In seinen Songs gibt er sich aber normalerweise nicht die Schuld am Blackout von Internetplattformen, sondern leidet am Scheitern der Liebe in allen Variationen. So auch in der hochempfindlichen, soulig eingefärbten Nummer „Famous last Words“, die Blakes neues Album eröffnet: Zwischen einem traurig-schönen Synthesizermotiv, das von links nach rechts oszilliert, und einem schrillen Streichquartett besingt er betörend schön das Ende einer toxischen Beziehung. Und obwohl der Mann, der da sein Herz ausschüttet, weiß, dass er ausgenutzt wurde, gibt er doch sich selbst die Schuld an allem, „I truely lost you this time“, klagt er, übersetzt seine Zerrissenheit in einen zaudernden Beat und nimmt vor der traurigen Wirklichkeit immer wieder Reißaus ins Gospelhafte und in Doo-Wop-Harmonien.
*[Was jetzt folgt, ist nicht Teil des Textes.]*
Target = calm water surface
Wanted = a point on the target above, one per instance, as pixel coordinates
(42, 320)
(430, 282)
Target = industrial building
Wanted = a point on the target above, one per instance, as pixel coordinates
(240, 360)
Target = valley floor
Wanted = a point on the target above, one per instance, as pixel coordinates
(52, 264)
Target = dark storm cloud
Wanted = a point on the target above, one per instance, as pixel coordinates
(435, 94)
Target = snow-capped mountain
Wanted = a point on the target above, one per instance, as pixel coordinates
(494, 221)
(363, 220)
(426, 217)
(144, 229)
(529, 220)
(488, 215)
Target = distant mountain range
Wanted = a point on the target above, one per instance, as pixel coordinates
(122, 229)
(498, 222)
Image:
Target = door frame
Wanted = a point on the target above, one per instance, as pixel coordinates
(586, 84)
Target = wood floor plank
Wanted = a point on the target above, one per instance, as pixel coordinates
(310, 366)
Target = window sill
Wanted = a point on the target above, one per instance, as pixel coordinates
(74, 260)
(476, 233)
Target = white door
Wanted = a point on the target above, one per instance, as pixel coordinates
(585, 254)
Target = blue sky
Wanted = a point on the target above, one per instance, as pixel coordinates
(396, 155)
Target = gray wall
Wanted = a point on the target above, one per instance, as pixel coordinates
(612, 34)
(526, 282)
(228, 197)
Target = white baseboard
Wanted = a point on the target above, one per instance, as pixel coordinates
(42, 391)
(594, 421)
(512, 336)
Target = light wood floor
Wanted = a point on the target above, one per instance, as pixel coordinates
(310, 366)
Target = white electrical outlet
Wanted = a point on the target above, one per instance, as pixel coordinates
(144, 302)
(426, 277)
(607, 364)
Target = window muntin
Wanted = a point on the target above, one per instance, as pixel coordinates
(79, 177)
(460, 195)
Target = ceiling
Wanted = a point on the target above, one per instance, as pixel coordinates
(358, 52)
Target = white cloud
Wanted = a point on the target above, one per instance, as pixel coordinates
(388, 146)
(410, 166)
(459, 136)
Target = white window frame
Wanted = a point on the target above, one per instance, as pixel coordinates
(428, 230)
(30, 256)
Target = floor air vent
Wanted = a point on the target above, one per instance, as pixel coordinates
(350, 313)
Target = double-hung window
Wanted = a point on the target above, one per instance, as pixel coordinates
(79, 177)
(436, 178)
Auch Stücke wie „Life is not the same“, „Show me“, „Funerelle“ oder der Titelsong „Friends that break your Heart“ sind erschütternde, unerhört stille Klagelieder, wie sie nur James Blake hinbekommt. Und wie schon auf den Vorgängeralben geht es auch diesmal meistens nicht um das, was in den Songs passiert, sondern um das, was nicht in ihnen passiert. Die Lücken und Leerstellen, die sich zwischen den Klavierakkorden, den Gesangsschnörkeln, dem Bassbrummen und dem Knistern und Rauschen der Beats auftun, machen die Schönheit dieser Liedkunst aus, die in ihrer Intensität ziemlich einmalig ist im Popgeschäft.

Meister der Auslassungen

Allerdings ruht sich James Blake auf „Friends that break your Heart“ nicht darauf aus, der Meister der eindringlichen Nachtmusik, der Auslassungen und Andeutungen, der stille Nerd des Pop zu sein. Stattdessen setzt er mehr als auf allen bisherigen Alben auf die Auseinandersetzung mit anderen Musikern, ergänzt sich etwa in der R-’n’-B-Nummer „Coming back“ wunderbar mit der Sängerin SZA, beschert dem Rapper JID in „Frozen“ einen großartigen Auftritt – und im Video zu „Say what you will“ ist Billie Eilishs Bruder und Produzent Finneas der Superstar – und James Blake beweist einmal mehr, dass er abseits seiner traurig-romantischen Lieder einen herrlich schrulligen Humor hat.  

James Blake: Friends that break your Heart. Universal. Am 7. Mai 2022 gibt Blake in Berlin in der Verti Music Hall sein einziges Deutschlandkonzert.